There is a verse which you may remember in that hundred and third Psalm which so many children have learned— that Psalm beginning, "Bless the Lord, O my soul"— which says, "who forgiveth all thine iniquities; who healeth all thy diseases." This is true of God, and it was true of the Lord Jesus now that He was come a Man upon earth.
We can imagine that there was a good deal of confusion when the four men came, carrying their helpless burden. If a person is only partly paralyzed, that part of him becomes unable to move of itself; with this poor man his illness was so great that he could not move at all; he could do nothing to help himself, nothing to bring himself any nearer to Jesus; he could only lie on his mattress—the sort of bed which poor people have in that country—and allow his friends, two at the head and two at the feet, to carry him. Have you ever thought how sad he must have felt when he had come to the place where Jesus was, the place where the power of the Lord was present to heal, and then found there was no way to Him?
We do not read that he said anything; perhaps his power to speak was gone; but we read a very beautiful thing about those four men who carried him. They knew that no one could cure him but Christ; they were quite sure that the power of God was there; and so they were not discouraged by all the crowd; they felt they must get to Jesus any way.

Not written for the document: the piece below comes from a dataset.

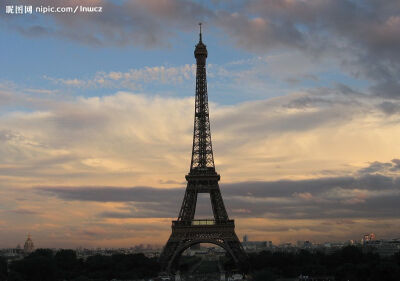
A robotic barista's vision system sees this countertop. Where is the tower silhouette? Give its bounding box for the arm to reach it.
[160,23,247,272]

I think it would have been kind if some of those who stood about the door had made room for them to pass; but sometimes it happens in a great crowd that people can hardly move without making things worse. All we know is, that the four men carried their helpless burden up to the roof, and then tore up some of the covering-not slates or tiles, but something much lighter-and let the sick man down just in front of the Lord Jesus.
Then, looking up, and seeing the poor man on his mattress coming down, the crowd made way, and the man suddenly found himself the nearest of all to the Lord; all the hindrances gone. Jesus knew all about it; He had seen the faith of those who would let no difficulty stop them; and now He spoke to the poor man, as he lay at His feet, The Lord said, "Child, thy sins are forgiven thee." Was not this just what that verse of the Psalm said—"Who forgiveth all thine iniquities"? Sin is more terrible than any disease, and Christ cured the worst thing first.
How dreadful to think that even as those wonderful words were spoken to the sick man there were some in that house at Capernaum who had wrong thoughts about Him who spoke them. The scribes from Jerusalem did not speak aloud, but they thought in their hearts, as they had said before at Jerusalem, when they had heard Him speak to another helpless man, that He was making Himself "equal with God.”
The Lord Jesus, "seeing their thoughts" —and none but God could do that-asked them why they "thought evil things in their hearts." And then He said to this poor man, who could not even stretch out his hand, the very words which He had spoken to the "impotent man" at the Pool of Bethesda, and bade him rise, take up his bed, and walk.
Those who had heard Him say, "Thy sins are forgiven," had seen no change come to the man, for God only can look at the heart; but they now saw him, at the word of Christ, immediately arise and go to his house, glorifying God. No wonder that the crowds were astonished, as they, too, glorified God, saying, "We have seen strange things to-day. We never saw it on this fashion.”